La domanda che sicuramente ci faremo è che cosa dobbiamo fare per tradurre in azioni, in opere, in trasformazione della nostra vita e della vita del nostro Istituto questo bel desiderio di vivere nella speranza. Quali sono i segni che già scopriamo in mezzo a noi, di questa speranza? Che cosa possiamo fare per diventare fermenti di gioia, di serenità, di fraternità e di giustizia in una realtà che vuole farci entrare nelle dinamiche dello scoraggiamento?

Agli obiettivi, nella sua lettera, Papa Francesco ha aggiunto le sue speranze che possono diventare una guida per la nostra riflessione e valutazione.

Che cosa potrebbe significare per noi, per le nostre comunità, per il nostro Istituto, per le nostre presenze in missione, ognuna di queste attese?

1.- “Dove ci sono i religiosi c’è gioia”. Siamo dei religiosi comboniani che trasmettono la gioia che nasce dall’incontro con il Signore, con il Vangelo, con i poveri?
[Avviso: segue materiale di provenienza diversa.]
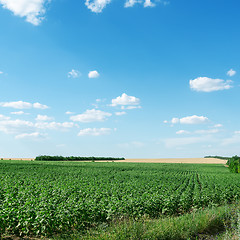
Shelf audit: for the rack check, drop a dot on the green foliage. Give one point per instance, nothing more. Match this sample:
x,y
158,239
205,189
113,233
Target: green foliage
x,y
234,164
72,158
48,198
219,157
205,224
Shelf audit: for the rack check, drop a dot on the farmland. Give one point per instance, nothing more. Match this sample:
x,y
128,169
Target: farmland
x,y
47,198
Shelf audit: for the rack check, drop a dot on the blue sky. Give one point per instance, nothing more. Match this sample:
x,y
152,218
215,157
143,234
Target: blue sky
x,y
138,79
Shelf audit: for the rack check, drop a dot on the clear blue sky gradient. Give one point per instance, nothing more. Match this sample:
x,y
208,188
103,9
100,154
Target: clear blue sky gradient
x,y
149,53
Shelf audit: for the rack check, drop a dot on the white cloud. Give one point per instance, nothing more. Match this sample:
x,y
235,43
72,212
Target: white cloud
x,y
133,144
18,104
148,3
23,105
94,131
131,3
231,73
190,120
2,117
74,74
125,100
54,125
43,118
205,84
97,5
218,125
19,113
209,131
178,142
32,10
69,113
31,136
182,132
235,139
120,113
175,120
92,115
130,107
93,74
40,106
16,126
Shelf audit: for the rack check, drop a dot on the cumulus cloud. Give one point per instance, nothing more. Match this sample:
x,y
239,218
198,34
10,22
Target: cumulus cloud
x,y
120,113
2,117
94,131
19,113
23,105
182,132
43,118
74,74
96,5
92,115
69,113
40,106
31,136
148,3
208,131
131,3
133,144
190,120
32,10
130,107
125,100
231,73
218,125
205,84
16,126
179,142
93,74
54,125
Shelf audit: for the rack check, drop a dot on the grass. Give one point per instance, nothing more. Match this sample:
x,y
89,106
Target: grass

2.- “Mi attendo che svegliate il mondo”. Siamo testimoni credibili e capaci di dire una parola che apra alla verità del Vangelo? Siamo abbastanza svegli noi stessi o dormiamo nel sogno della comodità e del rifiuto del sacrificio?

3.- “Esperti di comunione”. Le nostre comunità parlano di autentica fraternità, di vero spirito di comunione? Abbiamo eliminato tra di noi l’ambiente “fratesco e pettegolo”, insopportabile a Comboni quando pensava ai suoi missionari?

4.- “Andate in tutto il mondo”. Siamo missionari sempre pronti ad accettare l’obbedienza, sempre pronti ad andare dove non vogliono andare gli altri, sempre disponibili ad accettare la missione come un dono, a lasciare tutto quello che ci può legare ad un posto, a delle persone, agli interessi personali…?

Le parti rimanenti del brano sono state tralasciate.